Le métro de Paris dans le futur
Le métro de Paris dans le futur © Zep Bertail Rue de Sèvres 2019

"On vit aujourd’hui le cauchemar d’Orwell"

Symboles de ce Paris futuriste déshumanisé, les personnages, que Dominique Bertail a voulu rendre le plus beau possible, ont "un jeu très dur", note Zep: "J’adore ce genre de dessin, parce qu’il n’y a aucune intention affichée tout de suite. Souvent le dessin affiche un jeu assez clair. On sait où on va, si ça va être de la rigolade, de la baston, de l’aventure." Dans Paris 2119, impossible de savoir de quoi l’avenir sera fait.

Le dessin réaliste de Bertail souligne la froideur de ce monde où les aliments sont sans cesse dupliqués (les œufs à la coque en sont à leur trilliardième reproduction) et où les individus absorbent du NMH, une drogue qui branche le cerveau sur des films.

Au-delà de la vision d’un futur angoissant, ce Paris 2119 où tout est fiché parle avant tout de dérives bien contemporaines. "On vit aujourd’hui le cauchemar d’Orwell [l’auteur de 1984, NDLR]. Même si on paye pour cela et que l’on est tout content d’être abonné à Apple, c’est complètement cela.
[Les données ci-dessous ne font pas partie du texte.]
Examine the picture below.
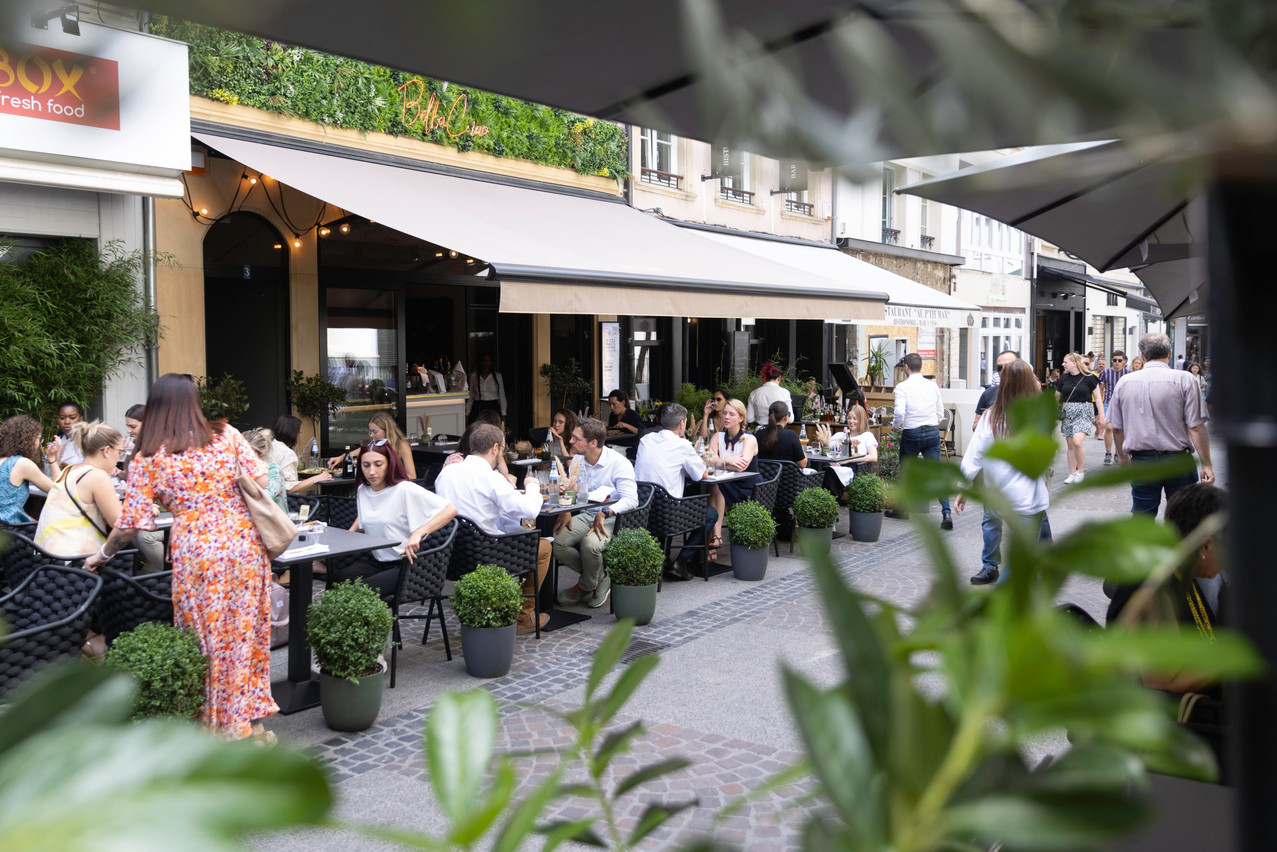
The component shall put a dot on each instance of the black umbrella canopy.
(847, 82)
On est tous fichés. Il y a des big datas qui savent absolument tout ce que l’on fait en temps réel", explique Zep. Il ajoute:

"On peut imaginer que cette dynamique va continuer et qu’il y aura forcément de plus en plus d’individualités fortes avec des gens qui auront envie de se réfugier dans telle ou telle époque, puisque l’on a accès à tout et que la réalité virtuelle permet de recréer de plus en plus quelque chose qui convient dans un espace très limité. On pourra se recréer le monde dans lequel on aura envie de vivre."

Paris 2119 de Zep et Dominique Bertail
Paris 2119 de Zep et Dominique Bertail © Zep Bertail Rue de Sèvres 2019

"Les gens ne se déplaceront plus beaucoup"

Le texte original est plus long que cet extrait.